The prevalence of Congestive Heart Failure (CHF) is increasing in recent years. Factors associated with mortality in CHF patients are important to be determined in order to select therapeutic modality by physicians. The purpose of the current study was to declare predictors of 6-months survival in patients hospitalized for decompensated CHF in Isfahan.
A cohort of 301 hospitalized patients with decompensated CHF were recruited in this study. The diagnosis of CHF was based on previous hospitalizations and Framingham criteria for heart failure (HF). Information regarding past history, accompanying diseases such as cerebrovascular accidents (CVA), chronic obstructive pulmonary diseases (COPD), clinical data, medications and echocardiography were obtained by a cardiologist. Patients were followed for their survival for 6 months by telephone calls. Kaplan-Meier method was used for uni variate survival analysis and Cox proportional hazard model was used for multivariate analysis.

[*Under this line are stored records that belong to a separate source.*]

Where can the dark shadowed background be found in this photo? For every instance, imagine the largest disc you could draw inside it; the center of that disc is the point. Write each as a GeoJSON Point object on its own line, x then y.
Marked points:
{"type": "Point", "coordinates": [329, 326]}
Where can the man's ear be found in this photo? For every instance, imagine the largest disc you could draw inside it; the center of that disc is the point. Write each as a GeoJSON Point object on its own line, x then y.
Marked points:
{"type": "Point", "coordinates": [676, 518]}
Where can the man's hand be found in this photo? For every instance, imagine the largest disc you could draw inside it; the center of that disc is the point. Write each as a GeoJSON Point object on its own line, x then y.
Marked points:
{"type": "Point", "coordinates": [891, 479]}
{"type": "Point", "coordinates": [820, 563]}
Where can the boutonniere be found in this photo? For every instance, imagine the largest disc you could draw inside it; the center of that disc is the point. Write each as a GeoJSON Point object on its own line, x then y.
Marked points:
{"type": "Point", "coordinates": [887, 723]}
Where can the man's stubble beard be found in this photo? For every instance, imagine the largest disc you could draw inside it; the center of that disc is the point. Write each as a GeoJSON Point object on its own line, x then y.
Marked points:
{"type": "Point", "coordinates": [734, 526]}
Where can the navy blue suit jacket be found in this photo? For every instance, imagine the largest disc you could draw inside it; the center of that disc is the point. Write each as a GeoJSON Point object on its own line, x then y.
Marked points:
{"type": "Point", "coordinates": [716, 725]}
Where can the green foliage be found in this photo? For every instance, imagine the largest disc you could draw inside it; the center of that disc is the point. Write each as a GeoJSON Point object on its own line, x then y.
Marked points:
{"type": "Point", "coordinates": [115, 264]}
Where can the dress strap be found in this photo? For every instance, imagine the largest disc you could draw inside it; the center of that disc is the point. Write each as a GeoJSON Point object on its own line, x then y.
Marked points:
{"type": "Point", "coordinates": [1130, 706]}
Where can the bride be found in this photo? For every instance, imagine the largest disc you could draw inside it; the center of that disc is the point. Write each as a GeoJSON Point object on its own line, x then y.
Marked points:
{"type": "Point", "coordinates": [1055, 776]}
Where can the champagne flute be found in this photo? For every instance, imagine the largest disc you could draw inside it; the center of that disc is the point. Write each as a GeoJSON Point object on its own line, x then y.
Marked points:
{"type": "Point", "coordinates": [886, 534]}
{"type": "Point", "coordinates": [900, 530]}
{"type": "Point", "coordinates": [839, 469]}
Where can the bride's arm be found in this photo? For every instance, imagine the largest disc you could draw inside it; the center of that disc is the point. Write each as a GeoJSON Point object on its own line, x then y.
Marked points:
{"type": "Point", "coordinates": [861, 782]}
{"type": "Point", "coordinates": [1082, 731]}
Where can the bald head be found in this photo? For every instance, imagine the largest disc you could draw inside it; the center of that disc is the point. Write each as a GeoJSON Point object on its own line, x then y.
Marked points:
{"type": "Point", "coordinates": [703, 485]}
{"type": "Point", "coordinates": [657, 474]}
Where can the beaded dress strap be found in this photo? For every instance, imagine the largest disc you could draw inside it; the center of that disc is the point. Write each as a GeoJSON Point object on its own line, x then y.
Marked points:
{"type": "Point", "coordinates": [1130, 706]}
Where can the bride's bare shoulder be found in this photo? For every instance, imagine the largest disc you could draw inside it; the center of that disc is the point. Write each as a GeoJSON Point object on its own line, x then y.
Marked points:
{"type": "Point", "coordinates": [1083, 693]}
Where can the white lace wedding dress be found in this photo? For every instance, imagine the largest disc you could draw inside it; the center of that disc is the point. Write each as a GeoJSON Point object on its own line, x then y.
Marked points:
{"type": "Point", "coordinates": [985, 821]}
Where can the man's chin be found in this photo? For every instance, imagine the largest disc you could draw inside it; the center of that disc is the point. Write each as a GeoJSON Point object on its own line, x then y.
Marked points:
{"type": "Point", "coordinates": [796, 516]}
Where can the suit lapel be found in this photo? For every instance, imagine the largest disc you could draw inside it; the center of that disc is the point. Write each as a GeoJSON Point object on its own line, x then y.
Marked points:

Mean age of patients was 71.9 ± 12.2 years and 59.8% was male. During 6-months follow-up 138 (45.8%) patients died. Mean survival was 119.2 ± 4.4 days (Mean ± SEM). Significant prognostic factors for 6 months survival were high education level (HR = 0.74, CI 95% 0.59—0.93), COPD (HR = 1.91, CI 95% 1.2—3.04), CVA (HR = 1.69, CI 95% 1.03—2.78), Angiotensin Converting enzyme (ACE) inhibitors use (HR = 0.44, CI 95% 0.3—0.66) and Diuretics (HR = 0.63, CI 95% 0.41-0.96).
Six-month survival of hospitalized decompensated CHF patients in Iran is not favorable. Many factors particularly accompanying diseases and medications affected the patient's 6-months survival.